If $E_1=E_2=[0,1]$, $B=[0,\frac 1 2] \cup \{1\}$ and $f(x)=1-x$ the $f$ is a homeomorphism and $f(\partial B)=\partial B$. But $f$ does not map the interior of $B$ to interior of $B$ or the closure of $B$ to the closure of $B$.

Answer 2

I admit I haven't checked the details, but you should get a counterexample by letting $B \subseteq \mathbb{C}^*$ be the unit ball in the space of nonzero complex numbers and considering the inversion map $\mathbb{C}^* \to \mathbb{C}^*$, $z \mapsto z^{-1}$.

Answer 3

If you consider $B_1$ and $f(B_1)$ as topological spaces equipped with the subspace topology then you clearly have that $f(B_1^{\circ}) \cong B_1^{\circ}$ and $f(\overline{B_1})\cong\overline{B_1}$, but not equality in general.

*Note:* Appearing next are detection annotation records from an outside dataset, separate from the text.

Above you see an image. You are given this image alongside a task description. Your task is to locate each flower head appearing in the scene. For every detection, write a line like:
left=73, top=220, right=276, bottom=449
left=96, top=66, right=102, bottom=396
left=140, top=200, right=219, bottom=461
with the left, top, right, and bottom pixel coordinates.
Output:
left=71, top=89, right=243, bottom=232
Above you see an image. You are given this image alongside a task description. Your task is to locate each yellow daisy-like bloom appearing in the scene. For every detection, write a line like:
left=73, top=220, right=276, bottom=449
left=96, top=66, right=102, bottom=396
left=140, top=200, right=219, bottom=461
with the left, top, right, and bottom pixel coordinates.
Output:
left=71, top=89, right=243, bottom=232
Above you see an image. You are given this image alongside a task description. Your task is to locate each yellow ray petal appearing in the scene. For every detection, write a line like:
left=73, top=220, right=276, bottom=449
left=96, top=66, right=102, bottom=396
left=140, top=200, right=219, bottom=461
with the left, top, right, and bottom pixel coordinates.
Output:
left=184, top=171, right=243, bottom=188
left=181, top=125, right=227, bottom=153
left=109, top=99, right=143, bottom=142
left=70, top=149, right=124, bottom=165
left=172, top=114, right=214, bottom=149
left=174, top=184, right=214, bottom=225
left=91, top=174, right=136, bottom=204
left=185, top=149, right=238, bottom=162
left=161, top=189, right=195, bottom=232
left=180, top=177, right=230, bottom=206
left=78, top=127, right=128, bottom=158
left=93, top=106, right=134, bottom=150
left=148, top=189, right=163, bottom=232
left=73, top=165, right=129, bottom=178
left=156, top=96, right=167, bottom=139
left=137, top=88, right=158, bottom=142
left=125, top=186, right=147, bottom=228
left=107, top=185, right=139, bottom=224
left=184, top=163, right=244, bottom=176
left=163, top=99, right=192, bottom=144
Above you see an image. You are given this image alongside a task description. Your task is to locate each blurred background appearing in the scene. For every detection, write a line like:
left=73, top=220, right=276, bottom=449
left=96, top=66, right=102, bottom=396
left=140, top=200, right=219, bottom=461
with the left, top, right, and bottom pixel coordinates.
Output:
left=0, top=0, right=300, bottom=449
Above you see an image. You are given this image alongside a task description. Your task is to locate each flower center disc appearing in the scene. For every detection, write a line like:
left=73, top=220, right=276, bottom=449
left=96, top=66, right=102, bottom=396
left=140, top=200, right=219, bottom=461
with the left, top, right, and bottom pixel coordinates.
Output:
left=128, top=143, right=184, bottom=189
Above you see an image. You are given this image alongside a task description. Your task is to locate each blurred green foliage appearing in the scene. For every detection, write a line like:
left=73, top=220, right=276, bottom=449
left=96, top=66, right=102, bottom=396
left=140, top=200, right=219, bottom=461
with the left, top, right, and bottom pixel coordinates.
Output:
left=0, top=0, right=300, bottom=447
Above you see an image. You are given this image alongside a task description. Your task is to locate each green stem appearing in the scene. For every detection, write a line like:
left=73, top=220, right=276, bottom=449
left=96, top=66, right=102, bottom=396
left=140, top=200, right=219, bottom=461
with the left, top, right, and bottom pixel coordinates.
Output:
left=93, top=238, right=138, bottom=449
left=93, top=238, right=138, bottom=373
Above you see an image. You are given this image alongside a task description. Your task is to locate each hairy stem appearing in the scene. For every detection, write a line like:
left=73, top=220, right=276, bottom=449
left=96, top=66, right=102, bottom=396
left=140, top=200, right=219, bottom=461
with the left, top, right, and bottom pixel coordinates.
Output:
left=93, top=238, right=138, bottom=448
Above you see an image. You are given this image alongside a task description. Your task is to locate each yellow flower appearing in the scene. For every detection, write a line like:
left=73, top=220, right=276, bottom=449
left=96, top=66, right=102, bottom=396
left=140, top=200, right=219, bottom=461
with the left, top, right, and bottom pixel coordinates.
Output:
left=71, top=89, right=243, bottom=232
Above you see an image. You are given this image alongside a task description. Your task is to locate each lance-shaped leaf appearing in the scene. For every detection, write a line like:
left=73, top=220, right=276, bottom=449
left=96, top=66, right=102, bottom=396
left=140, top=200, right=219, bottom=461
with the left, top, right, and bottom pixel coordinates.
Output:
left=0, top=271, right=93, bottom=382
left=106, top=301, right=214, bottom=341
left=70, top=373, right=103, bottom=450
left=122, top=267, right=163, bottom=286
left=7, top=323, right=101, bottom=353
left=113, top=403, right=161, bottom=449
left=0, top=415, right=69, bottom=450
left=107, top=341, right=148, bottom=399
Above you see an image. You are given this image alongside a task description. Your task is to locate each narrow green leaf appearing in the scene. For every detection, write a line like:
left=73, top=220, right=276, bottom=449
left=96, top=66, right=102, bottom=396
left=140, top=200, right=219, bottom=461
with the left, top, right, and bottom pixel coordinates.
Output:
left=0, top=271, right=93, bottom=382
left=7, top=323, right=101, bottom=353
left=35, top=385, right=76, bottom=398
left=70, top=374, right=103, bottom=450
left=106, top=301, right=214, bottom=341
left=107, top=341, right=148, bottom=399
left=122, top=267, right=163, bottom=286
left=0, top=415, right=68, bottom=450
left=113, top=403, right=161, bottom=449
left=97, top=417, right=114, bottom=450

Here's a geometrical counterexample. Take $E_1$ to be the closed disk of radius $1$ centered at the origin in $\mathbb R^2$, $B_1$ to be the closed disk of radius $1/4$ centered at $(1/2, 0)$ in $\mathbb R^2$ and $f :E_1 \to E_1$ be the homeomorphism given by the anticlockwise rotation of $\mathbb R^2$ around the origin on an angle $\pi$.